Of course, submap joining is similar to loop closure, in that it involves finding a correspondence between different map keyframes. Instead of looking for correspondences between two keyframes in the same map, the search is between different keyframes in different maps. There will also be very few constraints on the type of transformation which may exist between different maps - unlike loop closure where pose or scale may have merely drifted, the relative pose and scale of submaps may have nothing in common.
It is important to note that using submaps will not solve all problems coming from tracking failures in SLAM. There will be a possibly indefinite delay before maps can be joined together, and even then considerable optimisation might be required to reconcile the different sets of observations, introducing a further delay before the whole global map is available. This may be acceptable but depends very much on the application for which the SLAM problem is being solved. It may be a very useful strategy when the end goal is an accurate global map of a new environment; but less applicable if an accurate camera localisation is required at all times, for example in augmented reality applications, where the link between the camera pose and its initial starting location is of prime importance.
A Unified Perspective
You may have noticed that the above all involve finding correspondences between the camera and the map, or different parts of the map. In fact, they may all be viewed as aspects of the same problem. This can be best described if the SLAM map is thought of as a graph, in which the nodes are keyframes and the edges represent observations they have in common (indeed, this is often the representation used within SLAM systems for optimisation). One of the earlier papers to explicitly state the equivalence of relocalisation and loop closure was by Eade and Drummond in 2008.

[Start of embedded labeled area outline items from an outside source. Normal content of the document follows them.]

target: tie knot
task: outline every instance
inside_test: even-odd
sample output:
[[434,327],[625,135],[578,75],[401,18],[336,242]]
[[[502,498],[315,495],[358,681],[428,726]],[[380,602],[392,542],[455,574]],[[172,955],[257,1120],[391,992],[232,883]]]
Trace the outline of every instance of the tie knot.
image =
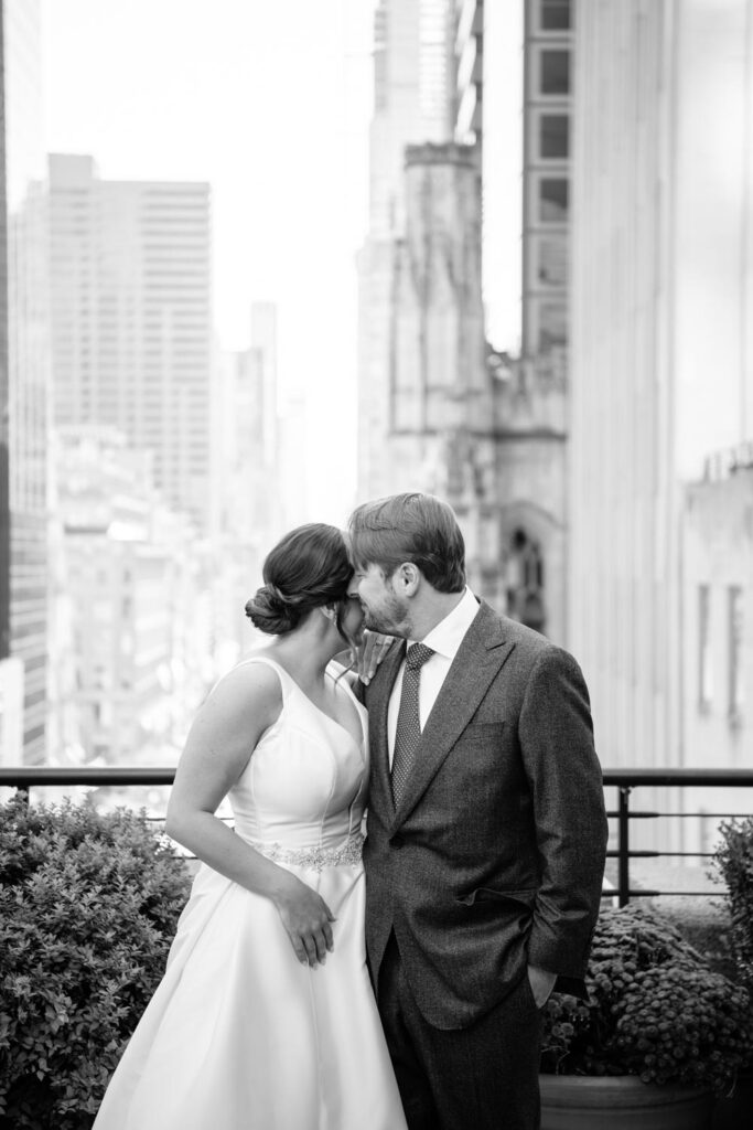
[[411,671],[418,671],[432,655],[431,647],[427,647],[424,643],[412,643],[405,652],[405,666]]

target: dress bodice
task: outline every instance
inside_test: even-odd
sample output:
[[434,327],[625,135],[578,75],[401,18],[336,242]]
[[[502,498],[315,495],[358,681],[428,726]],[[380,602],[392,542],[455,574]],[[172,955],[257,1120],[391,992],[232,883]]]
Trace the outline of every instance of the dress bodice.
[[[264,731],[229,792],[235,829],[274,858],[283,851],[336,849],[360,829],[368,783],[366,710],[345,680],[361,740],[316,706],[288,672],[265,655],[246,663],[273,668],[282,710]],[[335,675],[327,671],[330,678]]]

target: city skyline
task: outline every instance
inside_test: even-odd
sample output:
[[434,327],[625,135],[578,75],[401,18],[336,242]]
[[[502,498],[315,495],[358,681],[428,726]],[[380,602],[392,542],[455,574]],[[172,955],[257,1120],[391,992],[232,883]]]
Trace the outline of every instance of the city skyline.
[[220,0],[207,25],[193,0],[42,6],[47,150],[108,180],[210,183],[218,345],[246,348],[252,302],[278,305],[280,391],[307,393],[312,516],[329,521],[356,489],[373,7]]

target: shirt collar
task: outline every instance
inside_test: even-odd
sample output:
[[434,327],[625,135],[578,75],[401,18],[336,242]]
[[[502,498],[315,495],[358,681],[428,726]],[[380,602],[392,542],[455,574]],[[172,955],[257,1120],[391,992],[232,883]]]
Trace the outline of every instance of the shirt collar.
[[463,636],[471,627],[480,607],[471,590],[466,588],[452,612],[448,612],[444,620],[439,620],[439,624],[431,628],[421,643],[431,647],[438,655],[444,655],[449,660],[455,659]]

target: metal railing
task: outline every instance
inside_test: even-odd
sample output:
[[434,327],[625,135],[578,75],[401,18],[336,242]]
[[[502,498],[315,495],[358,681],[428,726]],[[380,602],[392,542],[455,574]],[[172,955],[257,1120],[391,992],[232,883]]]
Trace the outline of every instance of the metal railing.
[[[44,785],[81,786],[99,785],[170,785],[175,777],[174,768],[115,768],[115,767],[76,767],[59,768],[54,766],[0,766],[0,786],[9,786],[24,793],[28,799],[30,790]],[[630,806],[631,796],[640,788],[671,786],[677,789],[753,789],[753,770],[604,770],[605,789],[616,788],[618,807],[607,808],[612,827],[616,822],[616,847],[607,851],[607,859],[616,859],[616,885],[604,894],[616,897],[620,906],[627,905],[631,898],[657,895],[709,895],[709,890],[660,890],[631,885],[630,861],[632,859],[677,859],[707,858],[711,852],[642,850],[631,847],[631,822],[633,820],[669,820],[686,817],[728,819],[742,816],[741,812],[707,812],[688,810],[678,807],[674,811],[638,810]],[[753,810],[753,792],[751,806]]]

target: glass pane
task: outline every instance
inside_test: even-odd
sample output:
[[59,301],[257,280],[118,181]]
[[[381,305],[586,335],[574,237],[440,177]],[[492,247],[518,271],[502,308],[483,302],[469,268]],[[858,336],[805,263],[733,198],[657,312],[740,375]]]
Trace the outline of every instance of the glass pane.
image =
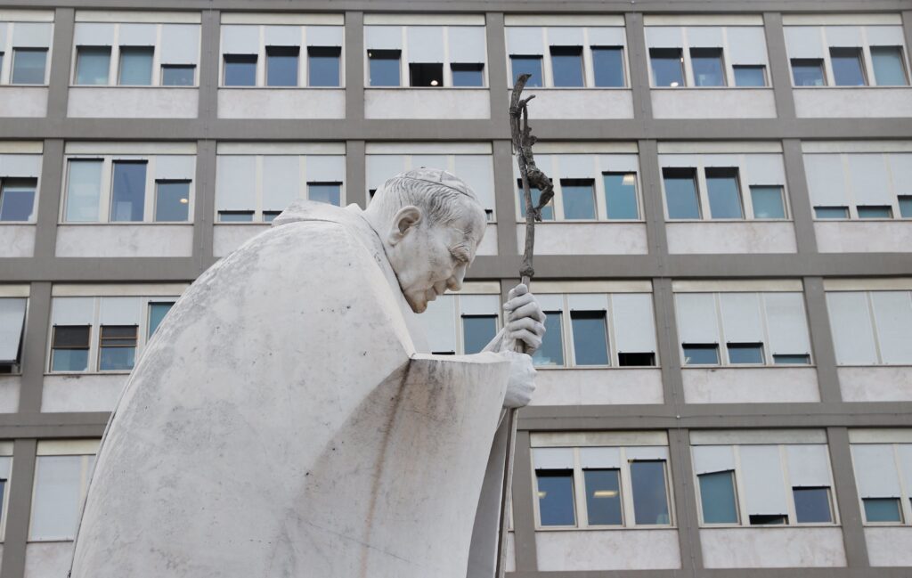
[[698,87],[724,87],[721,48],[690,48],[693,81]]
[[608,365],[608,338],[605,312],[572,312],[570,325],[573,326],[573,348],[576,365]]
[[730,343],[729,363],[763,363],[763,346],[759,343]]
[[663,176],[668,219],[700,219],[693,169],[666,169]]
[[13,84],[44,84],[47,48],[13,49]]
[[256,55],[226,54],[224,86],[253,87],[256,85]]
[[297,86],[297,46],[266,46],[266,86]]
[[848,219],[848,207],[814,207],[814,214],[818,219]]
[[861,48],[830,48],[833,79],[837,87],[864,87]]
[[796,87],[822,87],[824,61],[819,58],[793,58],[792,76]]
[[902,521],[898,498],[863,498],[865,520],[873,521]]
[[108,84],[110,47],[79,46],[78,50],[76,84]]
[[784,219],[782,187],[751,187],[754,219]]
[[735,503],[733,471],[700,474],[700,501],[703,506],[703,523],[738,523],[738,506]]
[[555,87],[583,86],[583,49],[551,46],[551,67]]
[[565,219],[595,219],[596,191],[592,183],[561,181]]
[[664,461],[631,461],[633,511],[637,524],[670,524]]
[[906,82],[902,46],[871,46],[874,79],[878,87],[898,87]]
[[683,87],[684,59],[680,48],[650,48],[649,60],[652,64],[652,86]]
[[532,77],[526,81],[525,86],[530,88],[543,86],[542,57],[510,57],[510,63],[514,83],[519,75],[531,74]]
[[596,87],[624,86],[624,50],[620,46],[592,47]]
[[706,189],[712,219],[743,219],[737,169],[707,169]]
[[146,163],[115,162],[111,188],[111,221],[142,221]]
[[718,366],[719,365],[719,346],[711,345],[688,345],[684,346],[684,365],[685,366]]
[[368,53],[369,86],[399,86],[399,50],[371,50]]
[[608,219],[638,219],[636,173],[611,172],[603,175],[603,179]]
[[483,87],[484,78],[482,64],[452,64],[450,65],[453,76],[454,87]]
[[173,303],[150,303],[149,304],[149,336],[151,337],[155,330],[161,325],[161,320],[165,315],[174,306]]
[[101,194],[101,161],[70,160],[67,183],[67,219],[69,222],[98,220]]
[[586,511],[590,526],[619,526],[621,518],[620,471],[584,470]]
[[192,87],[196,67],[162,65],[161,84],[165,87]]
[[342,48],[338,46],[307,46],[307,86],[338,87],[339,57]]
[[35,207],[35,179],[4,179],[0,188],[0,221],[28,221]]
[[120,78],[118,84],[149,86],[152,84],[154,48],[120,46]]
[[766,67],[732,67],[736,87],[765,87]]
[[800,524],[833,521],[829,488],[793,488],[795,521]]
[[466,355],[479,353],[497,335],[497,315],[462,315],[462,342]]
[[564,365],[564,335],[561,331],[561,312],[547,311],[544,320],[544,338],[542,346],[532,356],[536,366]]
[[328,202],[337,207],[342,203],[342,185],[335,182],[307,183],[307,198],[317,202]]
[[190,182],[156,183],[155,220],[187,221],[190,207]]
[[38,456],[32,500],[31,540],[72,540],[82,485],[82,456]]
[[574,526],[573,471],[538,470],[538,512],[543,526]]

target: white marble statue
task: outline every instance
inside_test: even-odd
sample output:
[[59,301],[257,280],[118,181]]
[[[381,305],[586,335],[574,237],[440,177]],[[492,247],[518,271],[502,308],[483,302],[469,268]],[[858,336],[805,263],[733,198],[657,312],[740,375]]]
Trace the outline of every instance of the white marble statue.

In this context, relocalisation can be thought of as adding a new edge between a node representing the current camera pose (which is initially unkown) and the rest of the map, thereby re-attaching the live camera to the existing map. The difficulty of relocalisation is that this edge could potentially connect to anywhere in the map.
An illustration of how relocalisation (left), loop closure (centre) and submap joining (right) are all aspects of the same problem, namely where to add a link in or between graphs.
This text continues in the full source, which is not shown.